Terkait 271 Suara Golkar yang Hilang di Bogor, MK Perintahkan KPU untuk Cek Ulang

Politik657 views

Inionline.id – Mahkamah Konstitusi (MK) memerintahkan KPU untuk melakukan penyandingan suara berdasarkan dokumen C Hasil-DPRD Kota Bogor dengan dokumen D Hasil Kecamatan-DPRD Kota Bogor usai 271 suara Golkar hilang di Dapil 3 hasil Pileg DPRD Kota Bogor.

Hal ini diputuskan majelis hakim MK dalam sidang pengucapan putusan terhadap Perkara Nomor 94-01-04-12/PHPU.DPR-DPRD-XXII/2024 yang dimohonkan oleh Partai Golkar dalam sidang putusan hasil Pileg MK di Kantor MK, Jakarta, Kamis (6/6).

“Mengabulkan permohonan pemohon untuk sebagian. Menyatakan perolehan suara calon anggota Dewan Perwakilan Rakyat Daerah Kota Bogor sepanjang Daerah Pemilihan Kota Bogor 3 harus dilakukan penyandingan mengenai suara Pemohon berdasarkan dokumen C Hasil-DPRD Kab/Kota dengan D Hasil Kecamatan-DPRD Kab/Kota Kota Bogor” kata Ketua Hakim MK Suhartoyo.

Atas putusan itu, MK juga membatalkan Keputusan KPU Nomor 360 Tahun 2024 tentang Penetapan Hasil Penghitungan Suara Pemilu 2024 sepanjang berkenaan dengan perolehan suara untuk anggota DPRD Kota Bogor Dapil Kota Bogor 3.

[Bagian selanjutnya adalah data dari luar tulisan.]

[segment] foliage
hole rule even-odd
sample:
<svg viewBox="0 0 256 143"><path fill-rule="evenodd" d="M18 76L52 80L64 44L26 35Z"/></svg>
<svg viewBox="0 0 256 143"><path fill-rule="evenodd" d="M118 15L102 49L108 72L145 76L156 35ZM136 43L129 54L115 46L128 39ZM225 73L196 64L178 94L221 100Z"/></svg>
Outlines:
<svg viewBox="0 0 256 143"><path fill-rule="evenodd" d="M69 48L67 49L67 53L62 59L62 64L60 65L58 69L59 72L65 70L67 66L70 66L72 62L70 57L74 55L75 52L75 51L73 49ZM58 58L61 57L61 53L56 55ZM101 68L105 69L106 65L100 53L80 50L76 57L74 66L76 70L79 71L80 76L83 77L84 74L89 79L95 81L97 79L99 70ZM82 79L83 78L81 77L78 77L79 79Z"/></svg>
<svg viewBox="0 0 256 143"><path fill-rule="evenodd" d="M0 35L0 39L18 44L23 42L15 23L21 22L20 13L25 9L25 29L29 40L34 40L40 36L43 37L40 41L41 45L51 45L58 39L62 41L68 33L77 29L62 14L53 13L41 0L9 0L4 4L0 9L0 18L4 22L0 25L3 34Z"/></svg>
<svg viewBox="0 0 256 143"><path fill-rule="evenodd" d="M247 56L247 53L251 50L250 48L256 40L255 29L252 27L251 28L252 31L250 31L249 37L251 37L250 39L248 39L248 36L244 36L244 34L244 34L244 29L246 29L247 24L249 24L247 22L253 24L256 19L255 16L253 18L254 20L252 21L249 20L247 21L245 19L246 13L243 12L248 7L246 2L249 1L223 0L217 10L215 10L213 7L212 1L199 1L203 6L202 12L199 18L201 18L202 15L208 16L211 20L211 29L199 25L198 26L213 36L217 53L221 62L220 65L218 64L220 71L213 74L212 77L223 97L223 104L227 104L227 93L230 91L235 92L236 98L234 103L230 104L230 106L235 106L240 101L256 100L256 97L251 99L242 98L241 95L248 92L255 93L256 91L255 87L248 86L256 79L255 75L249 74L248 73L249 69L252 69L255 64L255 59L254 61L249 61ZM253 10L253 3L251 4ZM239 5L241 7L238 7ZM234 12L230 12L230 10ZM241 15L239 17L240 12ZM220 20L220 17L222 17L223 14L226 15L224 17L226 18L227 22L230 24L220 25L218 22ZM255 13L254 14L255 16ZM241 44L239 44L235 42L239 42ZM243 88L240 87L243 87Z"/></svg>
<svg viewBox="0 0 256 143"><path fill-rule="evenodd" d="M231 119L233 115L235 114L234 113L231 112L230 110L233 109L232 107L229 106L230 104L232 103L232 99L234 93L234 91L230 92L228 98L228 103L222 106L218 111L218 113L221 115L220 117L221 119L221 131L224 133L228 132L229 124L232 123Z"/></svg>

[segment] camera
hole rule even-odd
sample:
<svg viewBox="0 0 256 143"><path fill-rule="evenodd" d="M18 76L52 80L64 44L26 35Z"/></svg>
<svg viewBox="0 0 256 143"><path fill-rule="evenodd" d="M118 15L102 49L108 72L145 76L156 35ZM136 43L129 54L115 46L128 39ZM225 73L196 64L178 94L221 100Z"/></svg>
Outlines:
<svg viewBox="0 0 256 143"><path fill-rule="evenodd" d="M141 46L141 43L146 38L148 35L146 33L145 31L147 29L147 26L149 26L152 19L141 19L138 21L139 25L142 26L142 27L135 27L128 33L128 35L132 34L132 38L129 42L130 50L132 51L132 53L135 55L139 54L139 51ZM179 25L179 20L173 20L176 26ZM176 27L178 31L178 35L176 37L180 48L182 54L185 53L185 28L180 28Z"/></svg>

MK juga memerintahkan KPU untuk melakukan penyandingan suara dalam dokumen C Hasil-DPRD dan dokumen D Hasil Kecamatan-DPRD di 10 TPS terhadap perolehan suara partai Golkar dan di 5 TPS terhadap perolehan suara Partai NasDem untuk pileg DPRD Kota Bogor Dapil Kota Bogor 3 dalam waktu paling lama 15 hari.

“Dan menetapkan hasil perolehan suara Penyandingan Suara tersebut tanpa perlu melaporkan kepada Mahkamah,” kata Suhartoyo.

Suhartoyo turut memerintahkan kepada KPU RI untuk melakukan supervisi dan koordinasi dengan KPU Provinsi Jawa Barat dengan KPU Kota Bogor dalam rangka pelaksanaan amar putusan ini.

Sebelumnya Partai Golkar mengajukan gugatan ke MK lantaran kehilangan 271 suara dalam hasil Pileg DPRD Kota Bogor di Dapil 3 Bogor.

KPU Kota Bogor menetapkan perolehan suara Partai Golkar sebesar 27.701 suara. Sementara Golkar berpendapat seharusnya mereka mendapatkan 27.972 suara. Golkar meyakini selisih suara itu hilang di 10 TPS di Dapil 3 Kota Bogor.

Sementara Partai Golkar melihat Partai NasDem justru suaranya naik hingga 30 suara di Dapil ini.